Home » Health » Djokovic co-founder of a Danish biotech trying to develop an anti-Covid treatment – ​​Liberation

Djokovic co-founder of a Danish biotech trying to develop an anti-Covid treatment – ​​Liberation

Recently expelled from Australia and still unvaccinated, the world number one has been investing since June 2020 in QuantBioRes, a company working to create a treatment for the coronavirus.

For Novak Djokovic and the minority of athletes who are still unvaccinated, 2022 is moving forward in dots: restrictions are piling up, competitions are shrinking. But the Serbian world number one, expelled from Australia on January 16, does not seem ready to bend under the vaccination obligation which is spreading all over the world.

The one who has long cultivated a singular relationship with science, is the majority shareholder of a Danish biotechnology company aiming to develop a treatment against Covid-19 which does not involve vaccination, Reuters learned on Wednesday. . Ivan Loncarevic, managing director of the company, confirmed this investment by the Serb – he weighs nearly 135 million euros in prize money accumulated during his career – with the British press agency.

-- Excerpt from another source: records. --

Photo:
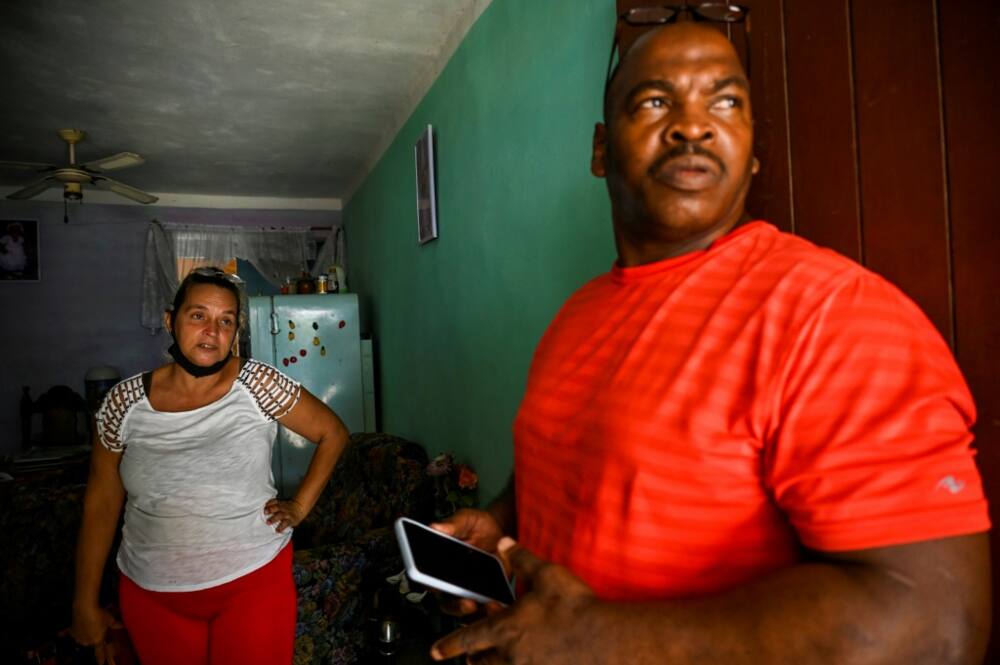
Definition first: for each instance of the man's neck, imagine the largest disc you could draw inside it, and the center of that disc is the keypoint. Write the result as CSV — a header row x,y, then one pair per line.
x,y
640,251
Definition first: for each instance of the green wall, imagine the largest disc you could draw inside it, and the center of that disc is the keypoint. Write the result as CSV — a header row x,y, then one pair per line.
x,y
522,224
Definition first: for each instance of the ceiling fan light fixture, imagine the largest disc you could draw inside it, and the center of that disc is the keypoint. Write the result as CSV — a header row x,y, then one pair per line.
x,y
72,191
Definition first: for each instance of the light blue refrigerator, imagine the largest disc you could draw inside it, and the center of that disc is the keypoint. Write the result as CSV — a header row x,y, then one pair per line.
x,y
315,339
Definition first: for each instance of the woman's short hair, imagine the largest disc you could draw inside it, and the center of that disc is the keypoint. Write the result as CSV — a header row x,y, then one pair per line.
x,y
215,277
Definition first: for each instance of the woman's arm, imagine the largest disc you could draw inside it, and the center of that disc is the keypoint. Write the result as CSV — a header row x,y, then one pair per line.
x,y
102,505
313,420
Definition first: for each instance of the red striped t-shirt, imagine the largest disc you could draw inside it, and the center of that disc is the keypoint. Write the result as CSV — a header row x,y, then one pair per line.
x,y
687,424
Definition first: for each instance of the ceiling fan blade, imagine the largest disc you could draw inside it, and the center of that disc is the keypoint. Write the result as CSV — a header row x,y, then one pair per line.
x,y
125,190
27,166
34,189
120,161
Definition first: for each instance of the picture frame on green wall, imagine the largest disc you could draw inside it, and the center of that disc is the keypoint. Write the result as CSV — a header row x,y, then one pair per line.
x,y
426,197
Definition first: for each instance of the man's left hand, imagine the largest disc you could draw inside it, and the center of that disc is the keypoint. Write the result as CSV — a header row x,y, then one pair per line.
x,y
543,626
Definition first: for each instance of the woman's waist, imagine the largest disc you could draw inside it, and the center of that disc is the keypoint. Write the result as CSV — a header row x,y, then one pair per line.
x,y
182,529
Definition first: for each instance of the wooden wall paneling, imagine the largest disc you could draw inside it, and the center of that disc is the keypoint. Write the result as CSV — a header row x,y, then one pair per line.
x,y
771,194
904,218
969,73
821,119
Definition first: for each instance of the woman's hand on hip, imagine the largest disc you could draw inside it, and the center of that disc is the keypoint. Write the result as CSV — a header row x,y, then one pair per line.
x,y
90,628
284,514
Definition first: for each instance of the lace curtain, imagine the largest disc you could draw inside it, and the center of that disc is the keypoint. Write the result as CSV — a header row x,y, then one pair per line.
x,y
275,253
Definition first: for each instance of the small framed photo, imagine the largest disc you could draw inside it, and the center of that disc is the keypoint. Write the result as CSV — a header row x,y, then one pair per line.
x,y
426,197
19,251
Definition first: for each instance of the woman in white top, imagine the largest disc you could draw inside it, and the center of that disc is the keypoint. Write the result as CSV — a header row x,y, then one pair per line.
x,y
205,557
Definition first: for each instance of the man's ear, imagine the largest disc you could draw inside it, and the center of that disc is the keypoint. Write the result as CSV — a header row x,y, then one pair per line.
x,y
599,150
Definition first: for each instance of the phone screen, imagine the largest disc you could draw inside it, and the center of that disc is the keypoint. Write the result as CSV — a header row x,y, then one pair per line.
x,y
438,556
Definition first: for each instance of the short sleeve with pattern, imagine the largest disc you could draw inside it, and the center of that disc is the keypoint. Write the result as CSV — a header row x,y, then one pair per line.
x,y
872,445
275,393
114,409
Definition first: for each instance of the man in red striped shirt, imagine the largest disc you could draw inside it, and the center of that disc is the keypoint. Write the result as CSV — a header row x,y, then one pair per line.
x,y
735,447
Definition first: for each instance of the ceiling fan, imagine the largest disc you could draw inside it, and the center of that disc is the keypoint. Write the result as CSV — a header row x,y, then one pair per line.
x,y
73,176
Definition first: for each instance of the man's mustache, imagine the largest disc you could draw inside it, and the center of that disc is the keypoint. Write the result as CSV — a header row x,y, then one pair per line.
x,y
683,150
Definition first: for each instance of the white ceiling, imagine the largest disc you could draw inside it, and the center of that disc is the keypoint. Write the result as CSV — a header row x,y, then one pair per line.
x,y
224,98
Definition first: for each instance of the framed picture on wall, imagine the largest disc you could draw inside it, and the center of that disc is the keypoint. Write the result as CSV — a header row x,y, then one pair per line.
x,y
19,251
426,198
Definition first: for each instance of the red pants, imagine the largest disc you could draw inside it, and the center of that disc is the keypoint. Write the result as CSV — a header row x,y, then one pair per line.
x,y
249,621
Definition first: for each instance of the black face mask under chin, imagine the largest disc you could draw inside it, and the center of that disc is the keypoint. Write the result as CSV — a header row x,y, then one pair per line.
x,y
196,370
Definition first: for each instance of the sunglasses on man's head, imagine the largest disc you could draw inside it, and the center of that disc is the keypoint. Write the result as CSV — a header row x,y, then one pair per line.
x,y
713,12
215,272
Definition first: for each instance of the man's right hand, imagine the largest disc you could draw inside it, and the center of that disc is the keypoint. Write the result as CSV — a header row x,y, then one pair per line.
x,y
90,628
478,528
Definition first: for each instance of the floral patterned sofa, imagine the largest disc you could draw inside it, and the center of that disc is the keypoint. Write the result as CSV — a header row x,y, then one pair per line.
x,y
343,552
346,547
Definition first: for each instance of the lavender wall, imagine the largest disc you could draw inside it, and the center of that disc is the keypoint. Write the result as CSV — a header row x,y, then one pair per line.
x,y
85,310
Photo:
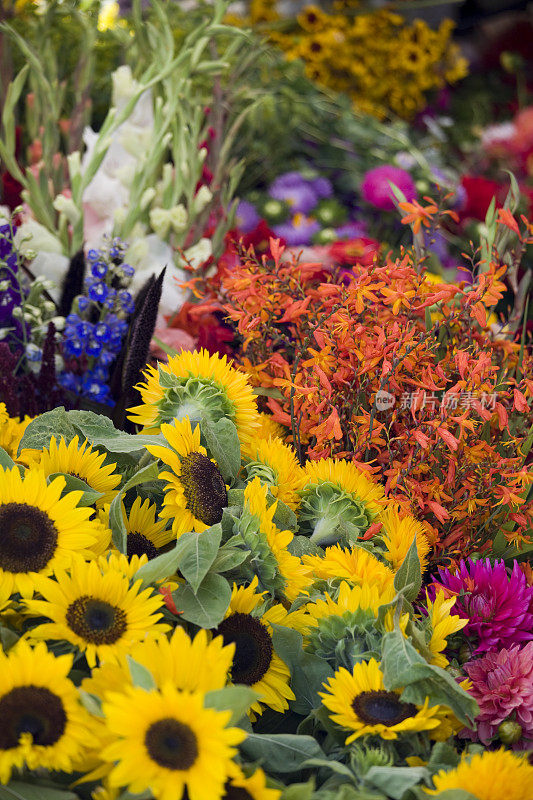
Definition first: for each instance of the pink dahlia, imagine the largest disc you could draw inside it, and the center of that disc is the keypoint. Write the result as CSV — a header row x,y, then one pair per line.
x,y
498,605
503,688
376,188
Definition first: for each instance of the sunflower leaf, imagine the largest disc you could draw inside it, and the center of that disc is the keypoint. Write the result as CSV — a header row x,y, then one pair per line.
x,y
409,575
206,607
140,676
73,484
281,752
404,668
197,551
396,780
5,459
236,699
222,441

The world number one in tennis has, with his wife Jelena Djokovic, owned 80% shares in QuantBioRes since June 2020, barely a few months after the start of the pandemic. In detail, Djokovic and his wife own 40.8% and 39.2% of the company respectively, according to the Danish Companies Registry.

New strategy?

Given his misadventure at the Australian Open, does Djokovic intend to bet everything on this plan B to hope to lift a 21st Grand Slam trophy, which would be a record this season? QuantBioRes has about ten researchers working in Denmark, Australia and Slovenia, according to Ivan Loncarevic. The company’s website indicates that it has started work on a “deactivation mechanism” of Covid-19 in July 2020.

QuantBioRes seeks to develop a peptide, a molecule that would prevent the coronavirus from infecting the human cell. It plans to launch clinical trials in Britain this summer, Loncarevic said.

For the player, however, it would already be too late to hope to set foot on the courts of Roland Garros, which is scheduled for May. The Serb has been there persona non grata since Sunday evening, when the French government decided via the introduction of the vaccination pass that all athletes must be vaccinated in order to be able to participate in competitions organized in France.